Hanne Östergaard was the police vicar who worked part-time in the police headquarters, and she’d been a great help to a lot of officers. She’d been a solid rock of support for Winter in one of his cases that had caused him extreme anguish.
“Why not,” said Ringmar.
***
Ringmar did have a talk later that afternoon, but it wasn’t with Hanne Östergaard.
Jens Book was propped up by pillows and didn’t look especially comfortable, but he shook his head when Ringmar offered to rearrange the bedclothes.

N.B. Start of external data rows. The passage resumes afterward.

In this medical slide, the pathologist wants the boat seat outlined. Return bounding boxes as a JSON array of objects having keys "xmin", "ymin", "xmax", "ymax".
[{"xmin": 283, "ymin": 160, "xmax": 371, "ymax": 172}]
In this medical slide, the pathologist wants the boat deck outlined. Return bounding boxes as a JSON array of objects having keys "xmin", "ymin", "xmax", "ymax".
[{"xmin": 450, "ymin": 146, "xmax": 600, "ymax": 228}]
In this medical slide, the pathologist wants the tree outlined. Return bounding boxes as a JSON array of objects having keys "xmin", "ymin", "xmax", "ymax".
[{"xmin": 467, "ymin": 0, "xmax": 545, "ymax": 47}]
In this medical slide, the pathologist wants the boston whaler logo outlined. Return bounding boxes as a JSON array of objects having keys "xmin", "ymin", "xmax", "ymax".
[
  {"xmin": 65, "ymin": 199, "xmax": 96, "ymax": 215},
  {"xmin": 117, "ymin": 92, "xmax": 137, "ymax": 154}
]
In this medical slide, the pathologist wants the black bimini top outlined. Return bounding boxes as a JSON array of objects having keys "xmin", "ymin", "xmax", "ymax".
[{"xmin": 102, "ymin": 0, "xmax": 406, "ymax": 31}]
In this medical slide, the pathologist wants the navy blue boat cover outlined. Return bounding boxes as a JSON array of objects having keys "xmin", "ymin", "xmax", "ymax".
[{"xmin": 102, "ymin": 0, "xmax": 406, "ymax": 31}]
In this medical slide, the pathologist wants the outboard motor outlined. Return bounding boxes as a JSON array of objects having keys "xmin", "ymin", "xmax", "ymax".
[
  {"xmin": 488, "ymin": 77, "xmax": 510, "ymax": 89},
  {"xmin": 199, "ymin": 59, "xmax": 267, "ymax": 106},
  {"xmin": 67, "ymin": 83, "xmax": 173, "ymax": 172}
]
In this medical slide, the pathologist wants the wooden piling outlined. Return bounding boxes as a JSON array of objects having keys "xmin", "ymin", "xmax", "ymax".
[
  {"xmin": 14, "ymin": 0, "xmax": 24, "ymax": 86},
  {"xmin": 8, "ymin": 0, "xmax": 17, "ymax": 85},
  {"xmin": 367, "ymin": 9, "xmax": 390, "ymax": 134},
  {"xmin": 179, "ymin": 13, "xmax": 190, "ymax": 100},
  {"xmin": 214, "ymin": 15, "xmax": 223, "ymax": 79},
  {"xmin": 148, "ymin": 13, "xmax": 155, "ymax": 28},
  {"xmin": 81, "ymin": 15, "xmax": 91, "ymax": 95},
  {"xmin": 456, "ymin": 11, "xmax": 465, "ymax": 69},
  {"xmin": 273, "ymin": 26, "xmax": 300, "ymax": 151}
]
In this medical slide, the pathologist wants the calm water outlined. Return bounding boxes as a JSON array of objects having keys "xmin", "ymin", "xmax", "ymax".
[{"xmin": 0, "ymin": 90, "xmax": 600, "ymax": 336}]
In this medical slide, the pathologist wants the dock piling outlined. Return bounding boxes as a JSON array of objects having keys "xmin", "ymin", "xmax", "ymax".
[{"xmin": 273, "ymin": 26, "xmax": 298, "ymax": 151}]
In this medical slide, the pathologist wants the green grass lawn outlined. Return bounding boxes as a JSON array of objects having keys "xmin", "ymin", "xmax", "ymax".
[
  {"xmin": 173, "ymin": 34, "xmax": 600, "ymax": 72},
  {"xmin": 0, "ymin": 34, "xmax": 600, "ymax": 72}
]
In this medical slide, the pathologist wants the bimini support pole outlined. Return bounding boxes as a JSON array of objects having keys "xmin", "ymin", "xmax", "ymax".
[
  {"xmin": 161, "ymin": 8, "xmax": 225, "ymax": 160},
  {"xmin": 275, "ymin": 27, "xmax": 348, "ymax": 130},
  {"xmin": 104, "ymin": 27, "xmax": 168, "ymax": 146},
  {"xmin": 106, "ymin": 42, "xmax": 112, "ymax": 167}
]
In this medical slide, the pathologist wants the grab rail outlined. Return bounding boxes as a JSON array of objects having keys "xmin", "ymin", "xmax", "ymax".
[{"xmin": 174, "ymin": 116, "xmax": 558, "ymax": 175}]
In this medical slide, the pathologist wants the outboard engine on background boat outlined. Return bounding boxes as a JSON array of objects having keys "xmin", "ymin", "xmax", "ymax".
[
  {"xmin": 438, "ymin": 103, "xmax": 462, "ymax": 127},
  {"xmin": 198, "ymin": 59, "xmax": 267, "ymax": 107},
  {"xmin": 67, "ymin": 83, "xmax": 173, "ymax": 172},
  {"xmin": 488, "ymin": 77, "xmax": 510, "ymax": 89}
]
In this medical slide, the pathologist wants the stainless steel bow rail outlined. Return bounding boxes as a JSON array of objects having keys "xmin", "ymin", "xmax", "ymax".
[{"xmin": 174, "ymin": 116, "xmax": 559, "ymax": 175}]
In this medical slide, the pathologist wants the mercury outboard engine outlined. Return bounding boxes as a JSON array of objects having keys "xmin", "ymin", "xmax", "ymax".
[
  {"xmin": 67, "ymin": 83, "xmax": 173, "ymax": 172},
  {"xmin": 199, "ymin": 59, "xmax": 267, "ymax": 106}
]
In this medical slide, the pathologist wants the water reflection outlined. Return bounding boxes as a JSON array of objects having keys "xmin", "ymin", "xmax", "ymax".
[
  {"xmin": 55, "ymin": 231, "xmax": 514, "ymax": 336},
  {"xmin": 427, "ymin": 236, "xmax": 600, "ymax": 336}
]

Here we go again, Ringmar had thought as he entered Sahlgren Hospital, which was swarming with people in both civvies and white coats.
We should have an office here. Why has nobody thought of that before? I should get a bonus for the idea. We spend lots of our time here. We need some kind of practical and convenient arrangement. Maybe our own secretary? A whole team of doctors with the word POLICE printed in black on the back of their white coats? Vehicles that are a mixture of ambulance and police van? Firing range in the basement? His head was full of ambitious plans when he stepped into the elevator. The boy had had his plans rudely interrupted. No journalism studies for him for a while, if ever. Halders had suggested he set his sights on the para Olympic Games, and that was a comment from somebody who had come close to being a prospective competitor himself. If he’d wanted to and had the ability.